Cardioprotection involves activation of NF-kappa B via PKC-dependent tyrosine and serine phosphorylation of I kappa B-alpha

Previous studies indicated that activation of PKC and Src tyrosine kinases by ischemic preconditioning (PC) may participate in the activation of NF-kappa B. However, the molecular mechanisms underlying activation of NF-kappa B during ischemic PC remain unknown. In the hearts of conscious rabbits, it was found that ischemic PC (6 cycles of 4-min coronary occlusion and 4-min reperfusion) significantly induced both tyrosine (+226.9 +/- 42%) and serine (+137.0 +/- 36%) phosphorylation of the NF-kappa B inhibitory protein I kappa B-alpha, concomitant with increased activation of the I kappa B-alpha kinases IKK alpha (+255.0 +/- 46%) and IKK beta (+173.1 +/- 35%). Furthermore, both tyrosine and serine phosphorylation of I kappa B-alpha were blocked by pretreatment with either the nonreceptor tyrosine kinase inhibitor lavendustin-A (LD-A) or the PKC inhibitor chelerythrine (Che) (both given at doses previously shown to block ischemic PC). Interestingly, Che completely abolished PC-induced activation of IKK alpha/beta, whereas LD-A had no effect. In addition, I kappa B-alpha protein level did not change during ischemic PC. Together, these data indicate that ischemic PC-induced activation of NF-kappa B occurs through both tyrosine and serine phosphorylation of I kappa B-alpha and is regulated by nonreceptor tyrosine kinases and PKC.     
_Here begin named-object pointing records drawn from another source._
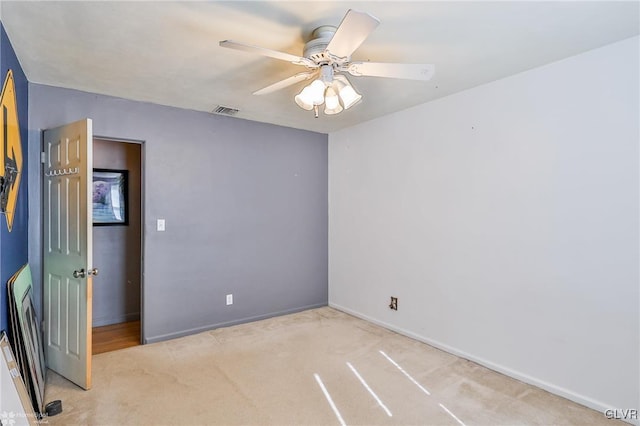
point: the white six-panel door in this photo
(67, 249)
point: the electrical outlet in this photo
(394, 303)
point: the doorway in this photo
(117, 250)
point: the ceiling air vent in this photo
(225, 110)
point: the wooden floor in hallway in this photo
(116, 336)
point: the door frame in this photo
(142, 144)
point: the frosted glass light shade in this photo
(349, 96)
(331, 102)
(311, 95)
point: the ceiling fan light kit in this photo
(326, 56)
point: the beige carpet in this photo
(263, 373)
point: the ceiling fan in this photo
(327, 57)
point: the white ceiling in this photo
(168, 53)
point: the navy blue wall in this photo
(14, 244)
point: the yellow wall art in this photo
(10, 150)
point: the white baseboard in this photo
(117, 319)
(556, 390)
(168, 336)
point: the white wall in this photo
(505, 219)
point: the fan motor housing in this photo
(315, 49)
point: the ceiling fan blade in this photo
(381, 69)
(298, 60)
(353, 30)
(286, 82)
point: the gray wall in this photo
(245, 206)
(117, 249)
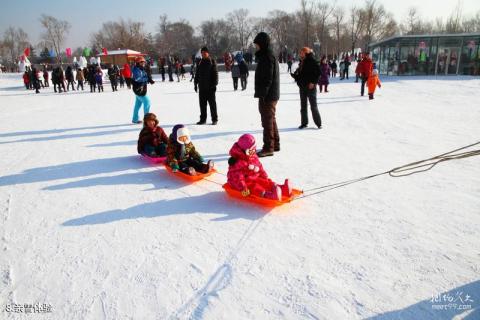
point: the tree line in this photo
(328, 28)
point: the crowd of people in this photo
(309, 74)
(245, 171)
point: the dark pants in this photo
(362, 88)
(271, 138)
(197, 165)
(71, 83)
(243, 82)
(311, 95)
(114, 84)
(207, 96)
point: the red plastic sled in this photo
(154, 160)
(188, 177)
(259, 200)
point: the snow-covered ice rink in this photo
(94, 231)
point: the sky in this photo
(89, 16)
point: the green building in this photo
(438, 54)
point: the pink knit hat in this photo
(246, 141)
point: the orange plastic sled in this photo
(154, 160)
(188, 177)
(259, 200)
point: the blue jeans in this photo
(139, 100)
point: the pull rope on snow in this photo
(403, 171)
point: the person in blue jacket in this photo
(140, 78)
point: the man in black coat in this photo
(306, 77)
(243, 73)
(267, 90)
(206, 80)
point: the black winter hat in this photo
(263, 40)
(150, 116)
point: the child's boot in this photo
(210, 165)
(191, 171)
(276, 194)
(286, 188)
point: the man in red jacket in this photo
(127, 74)
(364, 70)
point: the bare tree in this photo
(55, 32)
(120, 35)
(216, 36)
(454, 21)
(306, 15)
(338, 26)
(357, 23)
(241, 26)
(472, 24)
(15, 40)
(176, 38)
(378, 23)
(281, 27)
(323, 12)
(411, 23)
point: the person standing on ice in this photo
(243, 73)
(372, 83)
(127, 74)
(306, 76)
(267, 90)
(325, 70)
(235, 74)
(70, 78)
(140, 78)
(364, 70)
(206, 81)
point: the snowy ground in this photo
(97, 233)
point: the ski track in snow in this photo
(99, 233)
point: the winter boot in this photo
(210, 165)
(286, 188)
(276, 194)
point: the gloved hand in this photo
(246, 193)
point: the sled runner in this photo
(259, 200)
(187, 177)
(154, 160)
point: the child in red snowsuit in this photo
(152, 140)
(246, 173)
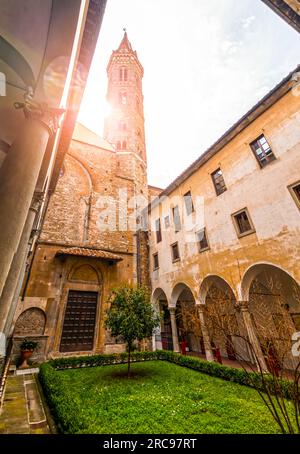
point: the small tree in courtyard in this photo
(131, 316)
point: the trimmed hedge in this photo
(101, 360)
(54, 387)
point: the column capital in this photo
(37, 200)
(200, 307)
(48, 116)
(242, 305)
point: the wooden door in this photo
(79, 322)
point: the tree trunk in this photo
(128, 368)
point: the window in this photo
(123, 97)
(158, 230)
(176, 217)
(262, 151)
(188, 203)
(175, 252)
(295, 192)
(167, 222)
(123, 74)
(218, 180)
(243, 223)
(202, 240)
(155, 262)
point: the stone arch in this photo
(258, 268)
(85, 272)
(274, 304)
(218, 282)
(224, 323)
(187, 319)
(31, 322)
(183, 291)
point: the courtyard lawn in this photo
(162, 397)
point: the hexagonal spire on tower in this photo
(125, 43)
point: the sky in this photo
(206, 63)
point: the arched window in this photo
(123, 97)
(123, 74)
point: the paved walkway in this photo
(22, 411)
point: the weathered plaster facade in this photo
(93, 210)
(232, 262)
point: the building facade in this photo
(89, 242)
(225, 243)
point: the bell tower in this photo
(125, 126)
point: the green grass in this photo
(162, 398)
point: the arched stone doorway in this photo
(31, 322)
(187, 320)
(163, 335)
(78, 329)
(224, 324)
(274, 304)
(31, 325)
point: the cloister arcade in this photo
(252, 321)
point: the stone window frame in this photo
(200, 249)
(268, 159)
(220, 188)
(188, 202)
(167, 221)
(236, 225)
(177, 259)
(158, 231)
(295, 197)
(155, 261)
(176, 218)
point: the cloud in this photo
(248, 21)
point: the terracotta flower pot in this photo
(25, 355)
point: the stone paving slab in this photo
(22, 411)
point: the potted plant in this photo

Proteolytic degradation of MAD3 (I kappa B alpha) and enhanced processing of the NF-kappa B precursor p105 are obligatory steps in the activation of NF-kappa B.

We have studied the role of protein turnover in the induction of NF-kappa B DNA binding activity. Treatment of cells with tumour necrosis factor (TNF), double-stranded RNA (dsRNA), or phorbol esters is shown to be associated with an increase in the rate of p105 to p50 processing, and the loss of immunologically detectable MAD3/I kappa B alpha. Phosphate-labelling experiments indicate that these events are preceded by the phosphorylation of MAD3 and p105. The protease inhibitors TLCK (N alpha-p-Tosyl-L-Lysine Chloromethyl Ketone) and TPCK (N alpha-p-Tosyl-L-Phenylalanine Chloromethyl Ketone) inhibit both p105 to p50 processing and MAD3 degradation, and also cause a complete block to NF-kappa B activation. These data suggest a model for NF-kappa B activation in which phosphorylation destabilises the NF-kappa B/MAD3 complex but that, in vivo, this is insufficient to lead to activation in the absence of an obligatory mechanism that degrades MAD3.